Höcke will der Türkei den Islam verbieten, sobald die AfD "an der Macht" ist

Foto: dpa/Martin Schutt

Dieser Beitrag wurde am 28.01.2018 auf bento.de veröffentlicht.

Für den Thüringer AfD-Chef Björn Höcke gibt es kaum etwas Schlimmeres als den Islam. Von der Religion fühlt er sich mittlerweile derart bedroht, dass er nach einer Machtübernahme der AfD in Deutschland auch vor der Türkei nicht haltmachen will. Den Islam wolle er dem Land dann verbieten. Oder zumindest die Ausbreitung des Islams über den asiatischen Teil der Türkei hinaus.

 So suggeriert es zumindest eine Rede, die er vor Anhängern in Sachsen-Anhalt gehalten hat.

Höcke sagte, sobald die AfD die Macht bekomme, werde sie "die Direktive ausgeben, dass am Bosporus mit den drei großen M – Mohammed, Muezzin und Minarett – Schluss ist."

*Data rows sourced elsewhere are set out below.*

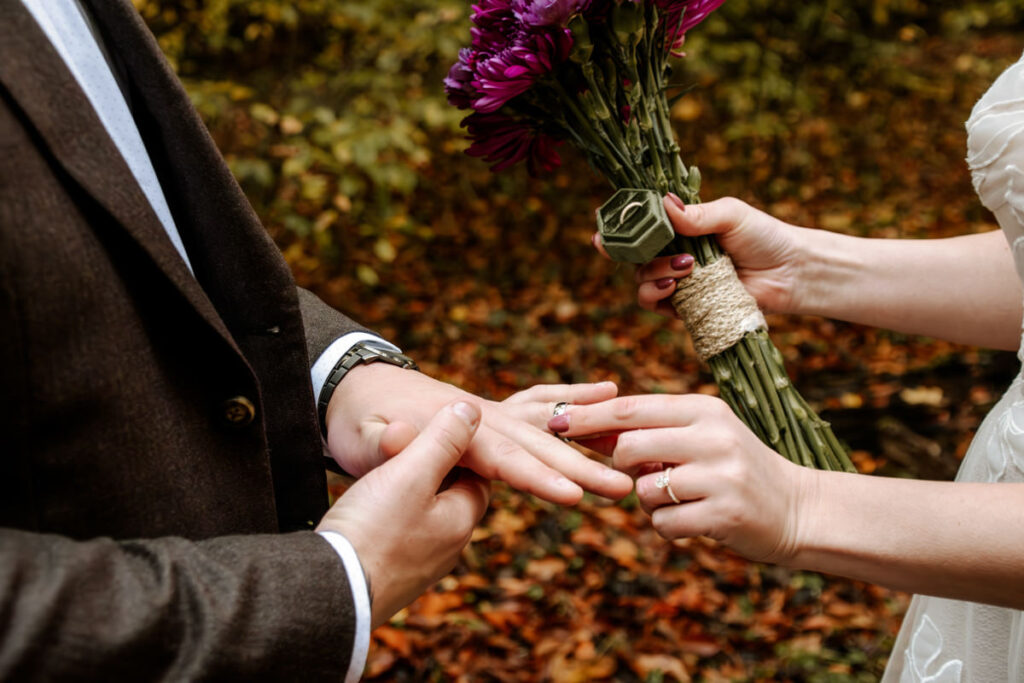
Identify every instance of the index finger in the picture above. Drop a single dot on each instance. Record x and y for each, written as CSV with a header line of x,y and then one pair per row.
x,y
643,412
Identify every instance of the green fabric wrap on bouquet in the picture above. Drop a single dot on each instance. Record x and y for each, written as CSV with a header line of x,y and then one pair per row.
x,y
595,73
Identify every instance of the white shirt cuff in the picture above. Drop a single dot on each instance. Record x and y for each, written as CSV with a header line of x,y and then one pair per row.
x,y
329,358
360,599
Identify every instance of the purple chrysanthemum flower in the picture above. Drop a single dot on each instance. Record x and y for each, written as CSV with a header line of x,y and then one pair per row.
x,y
495,25
504,140
459,83
513,71
681,15
535,13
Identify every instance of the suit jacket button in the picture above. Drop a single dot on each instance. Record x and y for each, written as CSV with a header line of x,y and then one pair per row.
x,y
239,412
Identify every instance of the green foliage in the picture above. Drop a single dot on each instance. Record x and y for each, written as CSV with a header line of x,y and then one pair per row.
x,y
333,117
328,111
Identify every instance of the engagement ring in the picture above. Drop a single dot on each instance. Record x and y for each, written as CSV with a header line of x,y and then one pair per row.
x,y
663,481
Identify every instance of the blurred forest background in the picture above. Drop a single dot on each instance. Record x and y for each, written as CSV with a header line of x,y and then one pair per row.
x,y
841,115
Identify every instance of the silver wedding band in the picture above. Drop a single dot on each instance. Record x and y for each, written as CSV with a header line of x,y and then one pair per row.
x,y
559,409
664,481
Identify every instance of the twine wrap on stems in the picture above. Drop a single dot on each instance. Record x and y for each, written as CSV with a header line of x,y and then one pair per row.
x,y
716,307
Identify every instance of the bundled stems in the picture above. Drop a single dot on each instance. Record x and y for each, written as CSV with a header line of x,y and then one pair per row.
x,y
596,74
751,375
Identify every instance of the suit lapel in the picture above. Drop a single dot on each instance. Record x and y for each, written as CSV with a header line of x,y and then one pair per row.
x,y
39,81
235,259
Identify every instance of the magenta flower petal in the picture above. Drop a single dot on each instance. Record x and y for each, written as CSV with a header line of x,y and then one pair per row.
x,y
503,141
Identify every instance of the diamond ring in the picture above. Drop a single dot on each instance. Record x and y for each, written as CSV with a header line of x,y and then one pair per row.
x,y
663,481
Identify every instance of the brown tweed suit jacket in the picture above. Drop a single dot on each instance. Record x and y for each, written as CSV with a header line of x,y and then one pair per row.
x,y
160,459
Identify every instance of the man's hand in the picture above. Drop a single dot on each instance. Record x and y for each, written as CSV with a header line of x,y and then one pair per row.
x,y
378,406
406,532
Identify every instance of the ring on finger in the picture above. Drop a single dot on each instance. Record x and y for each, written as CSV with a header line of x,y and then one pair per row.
x,y
664,481
559,410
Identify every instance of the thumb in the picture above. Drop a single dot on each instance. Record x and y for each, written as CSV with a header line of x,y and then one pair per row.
x,y
431,456
714,217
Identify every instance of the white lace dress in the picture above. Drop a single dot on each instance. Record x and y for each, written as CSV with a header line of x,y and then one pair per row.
x,y
950,641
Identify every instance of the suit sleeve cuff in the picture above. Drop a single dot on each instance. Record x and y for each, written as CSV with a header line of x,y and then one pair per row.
x,y
329,358
360,598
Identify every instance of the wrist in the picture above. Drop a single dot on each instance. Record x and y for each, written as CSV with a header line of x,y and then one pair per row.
x,y
358,354
807,516
823,261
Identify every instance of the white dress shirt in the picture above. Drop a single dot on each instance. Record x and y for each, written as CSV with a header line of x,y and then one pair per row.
x,y
69,28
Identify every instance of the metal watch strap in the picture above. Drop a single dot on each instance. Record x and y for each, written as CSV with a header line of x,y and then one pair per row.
x,y
359,352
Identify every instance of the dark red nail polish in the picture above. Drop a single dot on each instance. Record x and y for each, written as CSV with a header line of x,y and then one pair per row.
x,y
559,423
678,202
681,262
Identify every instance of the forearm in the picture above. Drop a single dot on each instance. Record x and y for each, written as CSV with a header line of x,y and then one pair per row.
x,y
960,541
961,289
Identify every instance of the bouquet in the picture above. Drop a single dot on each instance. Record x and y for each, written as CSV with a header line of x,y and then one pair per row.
x,y
595,73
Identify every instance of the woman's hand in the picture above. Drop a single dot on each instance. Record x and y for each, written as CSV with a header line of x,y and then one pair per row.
x,y
763,249
512,443
732,487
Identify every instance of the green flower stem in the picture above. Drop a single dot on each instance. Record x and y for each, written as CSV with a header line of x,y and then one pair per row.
x,y
645,154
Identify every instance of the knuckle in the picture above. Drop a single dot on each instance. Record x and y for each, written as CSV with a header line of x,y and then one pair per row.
x,y
626,409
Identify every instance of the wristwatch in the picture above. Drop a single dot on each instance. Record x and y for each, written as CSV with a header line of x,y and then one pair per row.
x,y
363,351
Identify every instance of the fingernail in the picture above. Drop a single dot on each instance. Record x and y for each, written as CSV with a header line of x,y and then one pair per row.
x,y
559,423
467,413
614,474
681,262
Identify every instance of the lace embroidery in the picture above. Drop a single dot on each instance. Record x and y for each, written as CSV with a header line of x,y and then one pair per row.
x,y
922,655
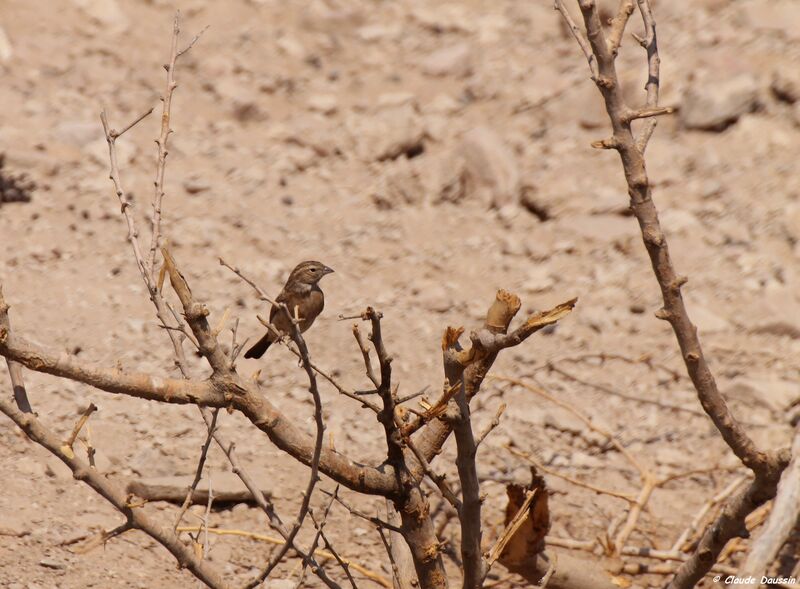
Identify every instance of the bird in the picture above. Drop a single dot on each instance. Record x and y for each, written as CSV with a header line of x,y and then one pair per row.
x,y
304,299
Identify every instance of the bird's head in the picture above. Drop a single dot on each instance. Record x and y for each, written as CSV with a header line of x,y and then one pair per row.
x,y
309,272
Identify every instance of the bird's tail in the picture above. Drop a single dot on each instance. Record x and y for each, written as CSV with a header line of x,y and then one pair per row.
x,y
261,346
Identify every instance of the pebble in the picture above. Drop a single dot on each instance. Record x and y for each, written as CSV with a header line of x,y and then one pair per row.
x,y
713,105
455,60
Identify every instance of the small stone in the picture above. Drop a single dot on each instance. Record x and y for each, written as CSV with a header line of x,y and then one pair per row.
x,y
455,60
443,104
325,103
785,84
6,52
79,133
534,203
491,174
195,184
678,220
398,186
105,12
714,105
393,99
388,134
539,279
777,393
379,32
706,320
291,47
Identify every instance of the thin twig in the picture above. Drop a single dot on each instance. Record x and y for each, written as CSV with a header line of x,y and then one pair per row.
x,y
198,473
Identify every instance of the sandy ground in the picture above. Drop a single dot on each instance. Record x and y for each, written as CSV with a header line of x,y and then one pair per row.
x,y
287,119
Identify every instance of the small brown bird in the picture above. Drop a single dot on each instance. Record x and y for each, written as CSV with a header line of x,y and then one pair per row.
x,y
303,298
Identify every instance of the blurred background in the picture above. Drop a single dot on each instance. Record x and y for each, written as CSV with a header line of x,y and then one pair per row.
x,y
430,152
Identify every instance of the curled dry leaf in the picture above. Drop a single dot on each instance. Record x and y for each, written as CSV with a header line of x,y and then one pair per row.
x,y
527,542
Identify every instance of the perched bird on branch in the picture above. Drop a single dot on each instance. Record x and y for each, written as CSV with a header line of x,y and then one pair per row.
x,y
304,299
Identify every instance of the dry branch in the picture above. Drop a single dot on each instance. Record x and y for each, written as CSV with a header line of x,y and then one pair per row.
x,y
115,494
782,521
766,466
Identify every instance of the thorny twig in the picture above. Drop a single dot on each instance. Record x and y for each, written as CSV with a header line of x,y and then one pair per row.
x,y
767,467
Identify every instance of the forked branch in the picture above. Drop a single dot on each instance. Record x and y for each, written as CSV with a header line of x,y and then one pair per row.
x,y
766,466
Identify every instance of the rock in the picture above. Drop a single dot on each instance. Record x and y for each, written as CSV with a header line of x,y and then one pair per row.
x,y
706,320
778,329
491,174
399,185
791,222
455,60
443,104
79,133
314,132
434,297
714,105
325,103
534,203
388,134
379,32
601,228
785,84
442,17
226,487
539,279
678,221
291,47
330,16
772,17
394,99
104,12
6,52
195,184
778,394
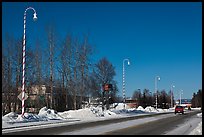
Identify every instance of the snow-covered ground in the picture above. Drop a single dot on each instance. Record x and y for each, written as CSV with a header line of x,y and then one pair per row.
x,y
47,116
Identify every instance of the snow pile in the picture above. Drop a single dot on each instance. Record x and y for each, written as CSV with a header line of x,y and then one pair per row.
x,y
43,115
10,117
197,130
150,109
51,114
199,114
141,108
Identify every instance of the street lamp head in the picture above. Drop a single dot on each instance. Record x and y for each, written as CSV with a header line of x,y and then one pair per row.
x,y
35,16
128,62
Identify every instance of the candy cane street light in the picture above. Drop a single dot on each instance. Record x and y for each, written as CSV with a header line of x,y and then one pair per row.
x,y
24,45
124,79
157,78
181,92
172,86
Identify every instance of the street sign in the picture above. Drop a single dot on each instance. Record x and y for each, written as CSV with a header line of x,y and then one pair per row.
x,y
20,96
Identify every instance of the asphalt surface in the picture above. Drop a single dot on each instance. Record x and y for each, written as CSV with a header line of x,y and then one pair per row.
x,y
150,128
157,127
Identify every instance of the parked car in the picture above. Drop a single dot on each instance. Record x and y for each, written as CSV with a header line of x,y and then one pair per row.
x,y
179,109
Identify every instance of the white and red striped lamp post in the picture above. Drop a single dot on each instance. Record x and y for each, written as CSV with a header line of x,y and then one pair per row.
x,y
24,44
124,80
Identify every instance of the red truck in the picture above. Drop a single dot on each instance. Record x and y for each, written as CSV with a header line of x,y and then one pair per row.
x,y
179,109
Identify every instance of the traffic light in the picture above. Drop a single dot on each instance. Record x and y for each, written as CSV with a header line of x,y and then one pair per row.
x,y
107,87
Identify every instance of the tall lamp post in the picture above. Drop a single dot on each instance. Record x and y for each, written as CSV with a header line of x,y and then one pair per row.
x,y
157,78
172,86
124,79
181,92
24,45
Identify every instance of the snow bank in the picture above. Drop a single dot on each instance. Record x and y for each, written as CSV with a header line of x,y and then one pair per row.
x,y
51,114
197,130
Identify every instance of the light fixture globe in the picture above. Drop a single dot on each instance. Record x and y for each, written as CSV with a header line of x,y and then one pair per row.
x,y
35,17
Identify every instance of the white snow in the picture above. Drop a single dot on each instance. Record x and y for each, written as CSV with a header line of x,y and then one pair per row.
x,y
47,117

Die Rede  hatte Höcke bereits vergangenen Samstag in Eisleben im Rahmen einer "Bürgerversammlung"  gehalten, jetzt teilt sich der Ausschnitt im Netz. Höcke hatte auf Einladung des AfD Kreisverbandes Mansfeld-Südharz gesprochen. Mit ihm standen die lokalen AfD-Politiker Robert Farle und Martin Reichardt auf der Bühne. 

Knapp eine Stunde lang hat Höcke über den angeblichen Dualismus von Christentum und Islam gesprochen, außerdem über die Zukunft Europas. Muslime seien "unendlich weit" von Allah entfernt, behauptete Höcke – außerdem sei ihr Religionsstifter Mohammed ein Feldherr gewesen und daher seien die Muslime kriegsliebend. "Deswegen müssen wir den Islam als Bedrohung ernst nehmen", sagt Höcke.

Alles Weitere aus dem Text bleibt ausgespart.